There is a massive blueberry patch up the road as well as a free range chicken and buffalo farm. On the weekends we don’t go to the camp, we go to the boat, which at the time of this writing is moored in Delcambre, LA; home port for many shrimpers and crabbers. We can often by fresh shrimp right off the boat for an unbelievable price. My cousin in North Louisiana raises a few cattle every year and we go in one with a few people. We have friends that grow such an abundance of fruits and vegetables, that they bring it over to share and process in my kitchen seasonally and I have a garden as well that I am learning a lot from. Now that Leo has started school, many mornings I will stop by the nearby woods after I drop him off. The dog and I get a good walk and often come home with a handful of something to add to dinner that night.

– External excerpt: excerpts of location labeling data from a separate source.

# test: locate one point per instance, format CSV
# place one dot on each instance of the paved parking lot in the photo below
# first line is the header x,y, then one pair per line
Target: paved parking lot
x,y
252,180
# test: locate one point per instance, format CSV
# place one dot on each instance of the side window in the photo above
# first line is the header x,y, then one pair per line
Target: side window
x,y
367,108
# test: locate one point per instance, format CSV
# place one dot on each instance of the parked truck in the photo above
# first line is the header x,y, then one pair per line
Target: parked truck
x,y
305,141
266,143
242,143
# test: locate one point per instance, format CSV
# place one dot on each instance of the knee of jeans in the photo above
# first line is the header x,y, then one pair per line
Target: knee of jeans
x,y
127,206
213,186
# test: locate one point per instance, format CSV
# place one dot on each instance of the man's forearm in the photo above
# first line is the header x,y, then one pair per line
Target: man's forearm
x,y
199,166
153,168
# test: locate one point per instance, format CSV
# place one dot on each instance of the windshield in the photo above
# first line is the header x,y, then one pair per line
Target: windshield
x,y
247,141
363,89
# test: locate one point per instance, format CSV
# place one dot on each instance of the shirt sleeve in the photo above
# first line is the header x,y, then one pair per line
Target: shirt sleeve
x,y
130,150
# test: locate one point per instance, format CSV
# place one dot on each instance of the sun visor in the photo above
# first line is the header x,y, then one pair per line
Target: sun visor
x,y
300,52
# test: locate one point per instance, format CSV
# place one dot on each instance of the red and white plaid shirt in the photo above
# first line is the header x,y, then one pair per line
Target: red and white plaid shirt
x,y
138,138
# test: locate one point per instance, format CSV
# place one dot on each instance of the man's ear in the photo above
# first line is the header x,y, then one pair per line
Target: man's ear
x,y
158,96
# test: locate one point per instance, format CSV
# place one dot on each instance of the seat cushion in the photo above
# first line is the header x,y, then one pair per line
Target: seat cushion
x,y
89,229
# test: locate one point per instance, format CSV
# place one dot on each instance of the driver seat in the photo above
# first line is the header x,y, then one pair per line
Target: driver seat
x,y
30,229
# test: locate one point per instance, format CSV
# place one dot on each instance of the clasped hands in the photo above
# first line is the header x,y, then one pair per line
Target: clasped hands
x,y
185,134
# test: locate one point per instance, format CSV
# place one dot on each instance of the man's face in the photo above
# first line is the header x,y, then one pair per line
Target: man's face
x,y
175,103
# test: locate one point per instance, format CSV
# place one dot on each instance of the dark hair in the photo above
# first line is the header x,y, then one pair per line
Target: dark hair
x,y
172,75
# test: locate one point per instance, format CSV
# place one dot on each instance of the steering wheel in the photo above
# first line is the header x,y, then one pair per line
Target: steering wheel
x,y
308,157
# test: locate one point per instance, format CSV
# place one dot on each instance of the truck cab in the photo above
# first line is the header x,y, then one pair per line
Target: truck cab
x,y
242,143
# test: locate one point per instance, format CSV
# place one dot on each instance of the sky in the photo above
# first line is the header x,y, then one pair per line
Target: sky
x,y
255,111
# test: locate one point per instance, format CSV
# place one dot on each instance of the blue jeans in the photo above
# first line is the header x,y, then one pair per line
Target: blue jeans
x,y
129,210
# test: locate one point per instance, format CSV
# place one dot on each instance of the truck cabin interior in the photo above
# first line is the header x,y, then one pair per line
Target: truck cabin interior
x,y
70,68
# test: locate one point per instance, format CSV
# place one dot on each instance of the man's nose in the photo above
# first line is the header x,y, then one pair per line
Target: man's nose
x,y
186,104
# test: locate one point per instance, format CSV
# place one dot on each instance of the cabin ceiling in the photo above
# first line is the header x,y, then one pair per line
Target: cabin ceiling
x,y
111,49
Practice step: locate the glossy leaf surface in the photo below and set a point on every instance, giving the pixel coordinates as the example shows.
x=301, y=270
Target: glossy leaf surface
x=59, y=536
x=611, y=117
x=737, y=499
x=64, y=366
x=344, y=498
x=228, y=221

I love gathering food this way. I am starting this weblog to celebrate the abundance of the deep south and share how it inspires me. I can’t think of anything more sustainable than eating and sharing what is all around you. Being an opportunivore, to me, means relishing the adventure that is finding, cooking, and eating whatever food you might come across and finding ways to get the most out of every beautiful ingredient. I feel the need to tell the stories behind my meals and I hope they inspire people to start seeing and enjoying the sustenance that surrounds us. Our food and the tales behind them have been shared together since the dawn of humanity and I like to think of our collective story on this amazingly generous planet as an ever evolving feast.
7 responses to “About”
You rock!!!!! Love, Lisette….
Good morning Katie, I loved reading your entire weblog today. I met you when you met John and I never knew of all your culinary explorations. It is a delight to read into your thoughts and soul of the foods you prepare. You are the first opportunivore, that I have the privilege to share your feast and call a friend! Can’t wait to read the upcoming Evolving Feast logs.
Katie this is awesome!! Love reading of your journey of life and food!! Look forward to following along!! Love ya!! Aunt Sarah Jean
Katie, this is awesome and loved reading your blog. Can’t wait for other stories. Love you, Aunt Tish
Katie,
I absolutely loved reading your blog! Cannot wait to see what else you will share with us!! Way to go cousin so proud!
Katie, what a beautiful story and I had forgotten you traveled so much. Very excited to follow your blog and using some of your recipes. Love, Aunt Mary
Katie, I love everything about this! You are amazing.